Very possible - even likely. The main thing seems to have been the mental product of a computer. They want to know how Othram linked BK's full DNA profile to the name Kohberger. If a human were able to think through this data (which we aren't able to do, no one has ever done it to my knowledge), it would be "work product" and not discoverable. If I see a blue thread on a door frame and then see a similar blue thread on a bedspread, at a crime scene, what part of my brain did I use to determine "similarity"?? The answer is: no one knows and the more we know about how humans do inductive and deductive reasoning, the less easy it is to describe. But no one expects thinking (by criminals or by investigators) to be "discoverable."
A machine did the thinking in this case. It "noticed" similarities between BK's DNA and the DNA of relatives. It also had its own directory (a private phonebook of names linked to DNA data). So it produced a list of last names and one of the people already under suspicion (Kohberger) leaped out. Like a sore thumb (how do we know our thumbs are sore?? VERY hard to explain scientifically but we do know when we have one).

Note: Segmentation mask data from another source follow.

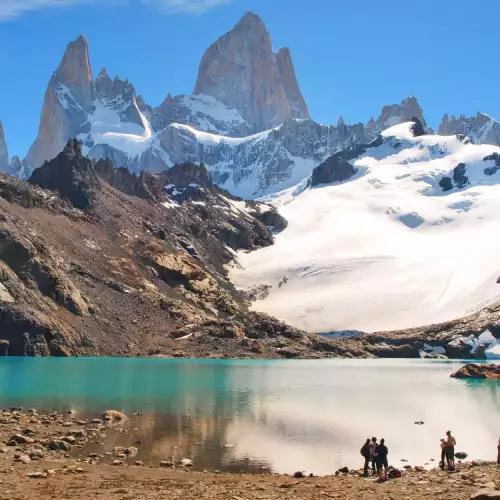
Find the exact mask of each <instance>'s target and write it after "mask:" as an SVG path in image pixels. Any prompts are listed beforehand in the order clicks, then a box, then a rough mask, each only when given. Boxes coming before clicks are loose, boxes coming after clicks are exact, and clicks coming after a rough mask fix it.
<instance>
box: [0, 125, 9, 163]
mask: <svg viewBox="0 0 500 500" xmlns="http://www.w3.org/2000/svg"><path fill="white" fill-rule="evenodd" d="M8 167H9V151H8V149H7V143H6V142H5V135H4V132H3V124H2V122H1V121H0V172H6V171H7V169H8Z"/></svg>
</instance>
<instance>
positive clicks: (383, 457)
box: [375, 439, 389, 479]
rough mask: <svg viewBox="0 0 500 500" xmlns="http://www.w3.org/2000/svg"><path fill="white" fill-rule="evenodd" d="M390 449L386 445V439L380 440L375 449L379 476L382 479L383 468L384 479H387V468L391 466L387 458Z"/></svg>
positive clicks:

So then, in order to be sure, they went to Kohberger's father's house and did a legal search on trash (so far ruled legal by courts in various places - maybe there's even been a Supreme Court decision, I don't know). Then they ran a paternity algorithm (again, inside a computer) and yep, the sheath DNA's father was Mr. Kohberger. And he had only one son.
The end.
And I think the Defense is trying hard to say that if Othram doesn't turn over its code (the thinking of a machine), the entire DNA thing is...what? To be thrown out? Personally, I think this is such a stretch (has any lawyer ever tried to get machine thinking? from the FBI - who managed this? You can't subpoena thinking of anyone - or even conversations held by FBI agents while thinking and talking).
At least, that's my understanding. IANAL.